Para los rebeldes y románticos la violencia es sagrada, su fuego es eterno y no se calma con concesiones o reformas parciales: de la frustración surgía la esperanza del cambio inmediato y total (p. 92). Su horizonte es la transformación sacral de todo el espacio político para una nueva estadía del hombre en la Tierra. La violencia insurreccional era para ellos el antídoto a la violencia estructural (p. 149) y se anticipa con el martirio (p. 95). En esta caminata, los sacerdotes radicalizados (que los hubo en otras latitudes en la misma época) acompañan como actores no armados pero legitimadores del discurso de la violencia. Los románticos de la época, se encuentran también, al otro lado del Charco en el Seminario de Vitoria (Baeza, 1995) gestando la adhesión de buena parte del clero vasco a ETA y labrándose su evolución desde el carlismo y el integrismo que, bebió también Sabino Arana al elegir como adversario al maqueto, es decir al vasco no insurrecto con su identidad española.

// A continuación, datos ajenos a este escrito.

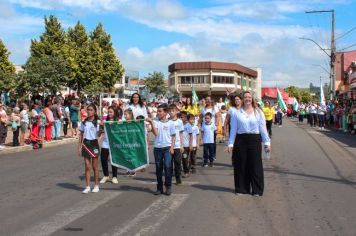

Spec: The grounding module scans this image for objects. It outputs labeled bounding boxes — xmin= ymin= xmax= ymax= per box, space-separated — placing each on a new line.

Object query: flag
xmin=320 ymin=80 xmax=325 ymax=106
xmin=241 ymin=78 xmax=247 ymax=91
xmin=277 ymin=88 xmax=287 ymax=111
xmin=293 ymin=98 xmax=299 ymax=111
xmin=104 ymin=120 xmax=149 ymax=171
xmin=192 ymin=85 xmax=199 ymax=105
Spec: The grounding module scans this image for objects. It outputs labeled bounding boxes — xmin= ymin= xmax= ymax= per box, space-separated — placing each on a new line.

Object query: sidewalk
xmin=0 ymin=128 xmax=78 ymax=156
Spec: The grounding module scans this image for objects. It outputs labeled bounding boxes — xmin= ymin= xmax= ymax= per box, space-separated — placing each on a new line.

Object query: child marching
xmin=147 ymin=104 xmax=176 ymax=196
xmin=78 ymin=104 xmax=100 ymax=193
xmin=100 ymin=106 xmax=119 ymax=184
xmin=201 ymin=112 xmax=216 ymax=167
xmin=168 ymin=104 xmax=184 ymax=185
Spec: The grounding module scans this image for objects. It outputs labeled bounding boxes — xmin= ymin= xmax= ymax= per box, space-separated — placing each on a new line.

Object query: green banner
xmin=104 ymin=120 xmax=149 ymax=171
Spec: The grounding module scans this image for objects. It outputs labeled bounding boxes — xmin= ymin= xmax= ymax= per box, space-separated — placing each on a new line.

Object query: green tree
xmin=0 ymin=39 xmax=15 ymax=91
xmin=90 ymin=23 xmax=124 ymax=91
xmin=300 ymin=89 xmax=313 ymax=103
xmin=284 ymin=86 xmax=301 ymax=101
xmin=19 ymin=55 xmax=69 ymax=94
xmin=30 ymin=15 xmax=66 ymax=57
xmin=145 ymin=71 xmax=167 ymax=95
xmin=66 ymin=21 xmax=91 ymax=93
xmin=27 ymin=16 xmax=70 ymax=94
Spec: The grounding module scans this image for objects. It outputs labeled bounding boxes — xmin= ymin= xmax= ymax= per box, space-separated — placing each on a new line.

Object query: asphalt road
xmin=0 ymin=121 xmax=356 ymax=236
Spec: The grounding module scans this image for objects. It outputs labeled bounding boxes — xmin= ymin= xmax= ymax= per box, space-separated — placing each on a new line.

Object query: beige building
xmin=168 ymin=61 xmax=261 ymax=98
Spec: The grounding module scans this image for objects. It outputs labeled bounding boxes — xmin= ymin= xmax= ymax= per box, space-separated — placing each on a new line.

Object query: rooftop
xmin=168 ymin=61 xmax=257 ymax=77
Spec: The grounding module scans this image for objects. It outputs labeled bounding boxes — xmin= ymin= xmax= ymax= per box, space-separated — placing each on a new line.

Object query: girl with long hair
xmin=100 ymin=106 xmax=119 ymax=184
xmin=78 ymin=104 xmax=100 ymax=193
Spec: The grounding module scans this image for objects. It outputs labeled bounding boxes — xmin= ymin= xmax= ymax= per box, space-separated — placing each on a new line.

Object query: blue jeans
xmin=203 ymin=143 xmax=216 ymax=163
xmin=52 ymin=119 xmax=62 ymax=138
xmin=153 ymin=147 xmax=172 ymax=191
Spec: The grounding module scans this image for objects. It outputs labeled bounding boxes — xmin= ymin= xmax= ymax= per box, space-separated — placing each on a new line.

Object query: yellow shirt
xmin=263 ymin=107 xmax=275 ymax=120
xmin=181 ymin=105 xmax=200 ymax=116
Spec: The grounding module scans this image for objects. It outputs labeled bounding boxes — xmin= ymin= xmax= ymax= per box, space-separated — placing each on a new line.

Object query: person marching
xmin=168 ymin=104 xmax=184 ymax=185
xmin=262 ymin=101 xmax=274 ymax=138
xmin=78 ymin=104 xmax=100 ymax=193
xmin=100 ymin=106 xmax=119 ymax=184
xmin=228 ymin=91 xmax=271 ymax=196
xmin=180 ymin=111 xmax=193 ymax=178
xmin=146 ymin=104 xmax=176 ymax=196
xmin=188 ymin=114 xmax=200 ymax=174
xmin=201 ymin=112 xmax=216 ymax=167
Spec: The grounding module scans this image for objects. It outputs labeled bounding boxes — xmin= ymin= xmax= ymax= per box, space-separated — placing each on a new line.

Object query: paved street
xmin=0 ymin=120 xmax=356 ymax=235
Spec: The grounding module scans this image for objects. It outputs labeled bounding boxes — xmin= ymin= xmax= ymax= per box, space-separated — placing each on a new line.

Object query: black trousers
xmin=182 ymin=147 xmax=197 ymax=174
xmin=172 ymin=148 xmax=182 ymax=180
xmin=266 ymin=120 xmax=273 ymax=137
xmin=233 ymin=134 xmax=264 ymax=196
xmin=100 ymin=148 xmax=117 ymax=178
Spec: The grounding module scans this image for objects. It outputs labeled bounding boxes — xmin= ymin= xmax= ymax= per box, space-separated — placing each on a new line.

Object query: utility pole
xmin=305 ymin=10 xmax=336 ymax=100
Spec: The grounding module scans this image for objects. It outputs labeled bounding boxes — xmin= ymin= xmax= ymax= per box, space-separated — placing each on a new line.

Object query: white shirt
xmin=183 ymin=123 xmax=193 ymax=147
xmin=229 ymin=108 xmax=271 ymax=147
xmin=201 ymin=122 xmax=216 ymax=144
xmin=79 ymin=120 xmax=99 ymax=140
xmin=192 ymin=124 xmax=200 ymax=147
xmin=216 ymin=102 xmax=225 ymax=110
xmin=153 ymin=120 xmax=176 ymax=148
xmin=221 ymin=112 xmax=227 ymax=125
xmin=171 ymin=119 xmax=184 ymax=149
xmin=128 ymin=104 xmax=148 ymax=119
xmin=200 ymin=106 xmax=219 ymax=124
xmin=20 ymin=110 xmax=29 ymax=124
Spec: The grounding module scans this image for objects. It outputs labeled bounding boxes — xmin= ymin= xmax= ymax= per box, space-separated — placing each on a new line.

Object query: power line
xmin=335 ymin=26 xmax=356 ymax=40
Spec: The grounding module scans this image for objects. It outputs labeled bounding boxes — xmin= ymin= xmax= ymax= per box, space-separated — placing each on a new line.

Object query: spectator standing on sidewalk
xmin=0 ymin=103 xmax=7 ymax=149
xmin=20 ymin=103 xmax=30 ymax=146
xmin=43 ymin=99 xmax=54 ymax=142
xmin=69 ymin=99 xmax=80 ymax=138
xmin=51 ymin=98 xmax=62 ymax=140
xmin=10 ymin=107 xmax=21 ymax=147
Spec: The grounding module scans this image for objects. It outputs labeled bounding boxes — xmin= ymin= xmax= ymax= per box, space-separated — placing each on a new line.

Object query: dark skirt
xmin=82 ymin=139 xmax=100 ymax=158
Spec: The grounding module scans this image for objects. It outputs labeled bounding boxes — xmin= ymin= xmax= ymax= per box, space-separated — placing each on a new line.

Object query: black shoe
xmin=154 ymin=189 xmax=163 ymax=195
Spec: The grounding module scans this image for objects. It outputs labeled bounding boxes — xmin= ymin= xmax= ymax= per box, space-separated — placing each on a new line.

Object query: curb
xmin=0 ymin=138 xmax=78 ymax=155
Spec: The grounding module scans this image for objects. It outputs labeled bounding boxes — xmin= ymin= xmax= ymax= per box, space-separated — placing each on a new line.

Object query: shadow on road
xmin=264 ymin=168 xmax=356 ymax=188
xmin=192 ymin=184 xmax=234 ymax=193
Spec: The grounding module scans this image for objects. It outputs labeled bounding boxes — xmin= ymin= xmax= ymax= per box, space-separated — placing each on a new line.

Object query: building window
xmin=213 ymin=75 xmax=234 ymax=84
xmin=179 ymin=75 xmax=207 ymax=84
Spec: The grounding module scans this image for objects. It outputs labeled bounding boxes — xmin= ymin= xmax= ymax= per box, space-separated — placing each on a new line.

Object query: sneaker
xmin=82 ymin=186 xmax=90 ymax=194
xmin=166 ymin=187 xmax=172 ymax=196
xmin=154 ymin=189 xmax=163 ymax=195
xmin=100 ymin=176 xmax=110 ymax=184
xmin=182 ymin=173 xmax=189 ymax=178
xmin=111 ymin=177 xmax=119 ymax=184
xmin=91 ymin=185 xmax=99 ymax=193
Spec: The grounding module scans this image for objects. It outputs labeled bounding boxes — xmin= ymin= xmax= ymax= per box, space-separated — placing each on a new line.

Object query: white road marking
xmin=104 ymin=194 xmax=188 ymax=236
xmin=16 ymin=191 xmax=122 ymax=236
xmin=119 ymin=179 xmax=200 ymax=186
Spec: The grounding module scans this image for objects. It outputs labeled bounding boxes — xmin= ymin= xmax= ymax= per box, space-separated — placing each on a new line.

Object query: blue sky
xmin=0 ymin=0 xmax=356 ymax=86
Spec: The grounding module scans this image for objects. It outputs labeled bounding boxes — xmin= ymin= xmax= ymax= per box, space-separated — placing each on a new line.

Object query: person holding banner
xmin=100 ymin=106 xmax=119 ymax=184
xmin=78 ymin=104 xmax=100 ymax=193
xmin=169 ymin=104 xmax=184 ymax=185
xmin=146 ymin=104 xmax=176 ymax=196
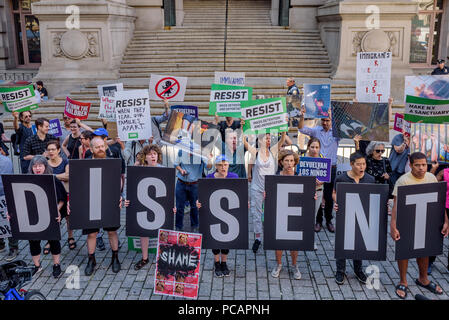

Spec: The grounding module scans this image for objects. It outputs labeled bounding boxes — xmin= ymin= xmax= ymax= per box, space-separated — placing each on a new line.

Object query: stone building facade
xmin=0 ymin=0 xmax=449 ymax=97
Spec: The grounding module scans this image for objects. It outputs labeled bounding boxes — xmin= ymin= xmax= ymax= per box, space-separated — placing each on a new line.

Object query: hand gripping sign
xmin=149 ymin=74 xmax=187 ymax=101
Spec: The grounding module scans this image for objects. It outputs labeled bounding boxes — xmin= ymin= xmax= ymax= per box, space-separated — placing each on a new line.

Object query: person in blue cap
xmin=196 ymin=154 xmax=239 ymax=277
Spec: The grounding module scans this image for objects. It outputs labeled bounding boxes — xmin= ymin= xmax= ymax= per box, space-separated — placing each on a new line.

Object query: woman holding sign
xmin=241 ymin=129 xmax=285 ymax=253
xmin=125 ymin=144 xmax=176 ymax=270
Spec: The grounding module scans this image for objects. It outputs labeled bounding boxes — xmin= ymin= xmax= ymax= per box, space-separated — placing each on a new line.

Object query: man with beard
xmin=83 ymin=136 xmax=121 ymax=276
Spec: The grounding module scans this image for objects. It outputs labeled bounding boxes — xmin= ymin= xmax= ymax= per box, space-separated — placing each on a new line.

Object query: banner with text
xmin=209 ymin=84 xmax=253 ymax=118
xmin=114 ymin=90 xmax=153 ymax=141
xmin=154 ymin=229 xmax=202 ymax=299
xmin=356 ymin=52 xmax=392 ymax=103
xmin=241 ymin=97 xmax=288 ymax=134
xmin=0 ymin=85 xmax=39 ymax=112
xmin=404 ymin=96 xmax=449 ymax=123
xmin=64 ymin=97 xmax=91 ymax=120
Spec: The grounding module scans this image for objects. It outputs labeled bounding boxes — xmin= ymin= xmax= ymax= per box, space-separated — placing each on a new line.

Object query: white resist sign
xmin=356 ymin=52 xmax=391 ymax=103
xmin=115 ymin=90 xmax=153 ymax=141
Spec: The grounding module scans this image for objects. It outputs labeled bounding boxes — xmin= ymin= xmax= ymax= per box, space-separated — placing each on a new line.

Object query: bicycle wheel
xmin=25 ymin=290 xmax=47 ymax=300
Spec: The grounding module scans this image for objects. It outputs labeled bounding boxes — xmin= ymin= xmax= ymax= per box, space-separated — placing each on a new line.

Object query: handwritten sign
xmin=115 ymin=90 xmax=153 ymax=141
xmin=64 ymin=97 xmax=91 ymax=120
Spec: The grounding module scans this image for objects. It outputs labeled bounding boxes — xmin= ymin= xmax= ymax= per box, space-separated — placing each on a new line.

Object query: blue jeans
xmin=175 ymin=180 xmax=199 ymax=230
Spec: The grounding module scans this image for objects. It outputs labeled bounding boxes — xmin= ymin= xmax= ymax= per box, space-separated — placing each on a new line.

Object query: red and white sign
xmin=356 ymin=52 xmax=392 ymax=103
xmin=393 ymin=113 xmax=411 ymax=137
xmin=149 ymin=74 xmax=187 ymax=101
xmin=64 ymin=97 xmax=91 ymax=120
xmin=154 ymin=229 xmax=202 ymax=299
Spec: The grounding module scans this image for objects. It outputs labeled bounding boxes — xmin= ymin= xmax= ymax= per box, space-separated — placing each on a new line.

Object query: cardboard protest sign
xmin=241 ymin=97 xmax=288 ymax=134
xmin=393 ymin=113 xmax=411 ymax=136
xmin=69 ymin=159 xmax=122 ymax=230
xmin=154 ymin=229 xmax=202 ymax=299
xmin=1 ymin=174 xmax=61 ymax=240
xmin=304 ymin=84 xmax=331 ymax=118
xmin=404 ymin=96 xmax=449 ymax=123
xmin=298 ymin=157 xmax=332 ymax=182
xmin=170 ymin=105 xmax=198 ymax=119
xmin=395 ymin=182 xmax=447 ymax=260
xmin=356 ymin=52 xmax=392 ymax=103
xmin=214 ymin=71 xmax=245 ymax=86
xmin=31 ymin=119 xmax=62 ymax=137
xmin=410 ymin=123 xmax=449 ymax=163
xmin=0 ymin=85 xmax=39 ymax=112
xmin=97 ymin=83 xmax=123 ymax=98
xmin=404 ymin=75 xmax=449 ymax=100
xmin=114 ymin=90 xmax=153 ymax=141
xmin=209 ymin=84 xmax=253 ymax=118
xmin=335 ymin=182 xmax=388 ymax=261
xmin=332 ymin=101 xmax=390 ymax=141
xmin=98 ymin=96 xmax=117 ymax=121
xmin=64 ymin=97 xmax=91 ymax=120
xmin=161 ymin=110 xmax=220 ymax=161
xmin=126 ymin=166 xmax=175 ymax=237
xmin=150 ymin=74 xmax=187 ymax=101
xmin=263 ymin=176 xmax=316 ymax=251
xmin=0 ymin=196 xmax=12 ymax=239
xmin=198 ymin=179 xmax=249 ymax=250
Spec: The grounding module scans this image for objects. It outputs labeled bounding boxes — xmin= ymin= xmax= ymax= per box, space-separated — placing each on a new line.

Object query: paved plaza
xmin=0 ymin=206 xmax=449 ymax=300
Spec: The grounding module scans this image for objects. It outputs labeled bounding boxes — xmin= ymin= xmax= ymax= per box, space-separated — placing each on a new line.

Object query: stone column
xmin=289 ymin=0 xmax=325 ymax=30
xmin=32 ymin=0 xmax=135 ymax=96
xmin=317 ymin=0 xmax=418 ymax=101
xmin=127 ymin=0 xmax=164 ymax=31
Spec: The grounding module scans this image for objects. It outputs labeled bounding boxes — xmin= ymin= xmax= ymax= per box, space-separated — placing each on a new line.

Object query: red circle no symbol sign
xmin=154 ymin=77 xmax=180 ymax=99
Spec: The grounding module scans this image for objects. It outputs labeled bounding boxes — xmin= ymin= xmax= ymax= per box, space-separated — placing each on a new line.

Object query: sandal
xmin=67 ymin=238 xmax=76 ymax=250
xmin=134 ymin=259 xmax=150 ymax=270
xmin=415 ymin=279 xmax=443 ymax=295
xmin=395 ymin=284 xmax=408 ymax=299
xmin=44 ymin=242 xmax=50 ymax=255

Desde luego, en Colombia esta lectura sacral de la violencia no tuvo la fuerza que ha tenido en las Provincias Vascas o en Cataluña, donde F. Aramburu en su novela Patria (2016) parafrasea el discurso del clero separatista en las palabras de un Padre que nos dice "¿quién se acordara de rezar a Dios en euskera?". Pero a falta de una reivindicación por el lenguaje (en esa época el horizonte de lo originario no se evaluaba como disponible) Colombia sufría una crisis que explotó en el período de La Violencia (1925-1958), que bien describe el historiador británico Malcolm Deas y cuya raíz es la insurrección liberal post Guerra de los 100 días.
La violencia como estado normal de la política colombiana explica la dificultad de una política cívica por la paz. Es que la violencia tiene una épica donde el amor por la revolución constituye al ensimismamiento del sacerdote radical, que deja de contemplar místicamente para volverse el mismo verbo de transformación. Cuando, como se dice al concluir el texto, la promesa de la bondad no se trasmuta en moneda de santidad: ahí está la génesis para el antídoto que es la cultura política pacífica. Todos, aspectos que como se ve son universales, y no específicamente colombianos, en su contemplación filosófica y teológica.